A couple of weeks ago, I wrote about the Suicide Trigger Scale, a tool used to gauge feelings associated with suicide attempts. The goal of a tool like this one is to more accurate predict - and prevent - suicide attempts.
The research team at New York's Beth Israel Medical Center developing this scale made an important distinction between what's going on for people who are thinking about suicide and what happens for people who attempt suicide. Another research team at the University of British Columbia has also been trying to figure out what factors influence suicidal ideation and attempts.
E. David Klonsky and Alexis May published an article last year in the journal Suicide and Life-Threatening Behavior about a study of 2,500 military recruits (with an average age of 20) and 1,700 college and high school students.
What they found is that "a particular trait, the diminished ability to think through the consequences of one's behavior before acting, confers risk for suicidal behavior over and above the presence of suicidal thoughts."
I am really intrigued by this idea. It fits snugly next to the idea that the Suicide Trigger Scale team offered - that asking individuals about plans to attempt suicide isn't the only thing that's going to lead to more accurate predictions about suicide risk.
It's also incredibly important for people working with young people at risk for suicide. The inability to think through one's actions is a trait of adolescence - it's pretty much par for the course developmentally. So, for those who care about youth suicide prevention, the implications of this finding are for you.
Youth is a time of impulsivity. Understanding this particular piece of impulsivity might be a key to preventing youth suicide.
*Thanks to Dr. Klonsky, who clarified the findings of his research in a comment which you can read below. Just in case, though, and in the interest of translating research to practice correctly, I wanted to include his words up here, and I've edited the post to accurately reflect the research findings:
"The post states in part, "expressed suicidal thinking isn't as important as the ability to think about the consequences of a suicide attempt." This isn't quite what the study showed. When it comes to assessing suicide risk, suicidal thinking is probably more relevant than the ability to think through
consequence of an attempt.
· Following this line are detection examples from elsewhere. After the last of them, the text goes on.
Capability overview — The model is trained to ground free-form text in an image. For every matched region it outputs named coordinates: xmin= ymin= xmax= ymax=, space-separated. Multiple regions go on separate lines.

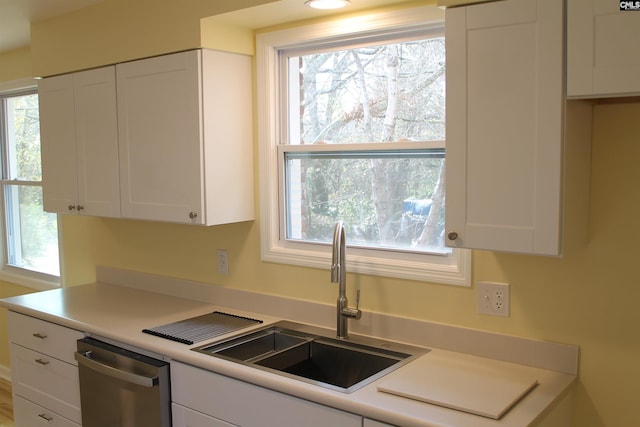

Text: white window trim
xmin=256 ymin=6 xmax=471 ymax=286
xmin=0 ymin=78 xmax=62 ymax=291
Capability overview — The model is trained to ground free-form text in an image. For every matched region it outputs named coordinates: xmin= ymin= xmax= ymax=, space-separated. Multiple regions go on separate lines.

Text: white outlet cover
xmin=477 ymin=282 xmax=510 ymax=317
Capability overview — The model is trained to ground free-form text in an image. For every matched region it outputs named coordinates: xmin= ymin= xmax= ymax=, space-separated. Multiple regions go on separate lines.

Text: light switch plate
xmin=478 ymin=282 xmax=510 ymax=317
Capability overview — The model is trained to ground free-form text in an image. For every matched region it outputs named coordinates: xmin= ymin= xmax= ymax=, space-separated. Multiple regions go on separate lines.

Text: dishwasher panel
xmin=75 ymin=338 xmax=171 ymax=427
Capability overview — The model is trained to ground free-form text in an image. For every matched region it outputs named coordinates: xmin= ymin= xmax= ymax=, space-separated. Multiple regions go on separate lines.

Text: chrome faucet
xmin=331 ymin=221 xmax=362 ymax=339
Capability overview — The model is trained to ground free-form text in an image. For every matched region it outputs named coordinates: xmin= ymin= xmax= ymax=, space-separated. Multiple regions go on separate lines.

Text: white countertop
xmin=0 ymin=272 xmax=576 ymax=427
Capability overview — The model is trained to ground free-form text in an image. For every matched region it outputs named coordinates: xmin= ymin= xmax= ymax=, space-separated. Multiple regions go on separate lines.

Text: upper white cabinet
xmin=117 ymin=50 xmax=254 ymax=225
xmin=38 ymin=67 xmax=120 ymax=217
xmin=567 ymin=0 xmax=640 ymax=98
xmin=446 ymin=0 xmax=564 ymax=255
But, the question we addressed is this: once someone expresses suicidal thinking, what next? Most people who have suicidal thoughts don't make an attempt. So a key challenge is to identify what predicts a suicide attempt beyond the presence of suicidal thoughts, that is, what predicts transition from suicidal thoughts to a suicide attempt.
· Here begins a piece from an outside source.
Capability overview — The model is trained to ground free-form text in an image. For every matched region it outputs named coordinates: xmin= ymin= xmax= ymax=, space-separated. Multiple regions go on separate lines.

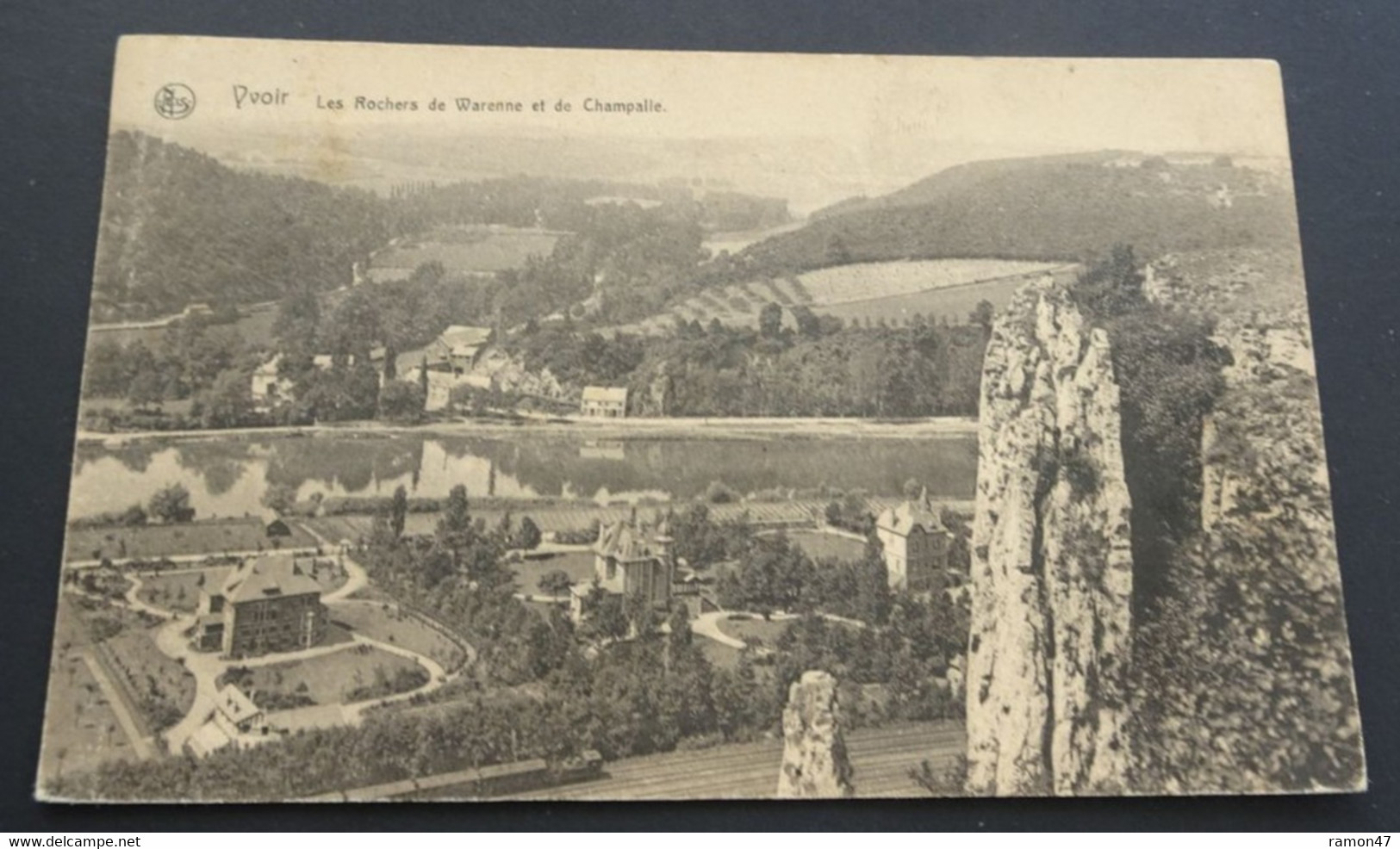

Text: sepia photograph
xmin=35 ymin=36 xmax=1366 ymax=803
We found that a particular aspect of impulsivity -- diminished ability to think through consequences of one's actions -- was more common in those who had made suicide attempts than those who had only considered suicide. In other words, among those with suicidal thoughts, being high on this type of impulsivity increases the chances of progressing to an actual attempt. Notably, other aspects of impulsivity, such as sensation seeking and negative urgency (acting rashly in the face of negative emotions), did not distinguish those who attempted suicide from those who only considered suicide."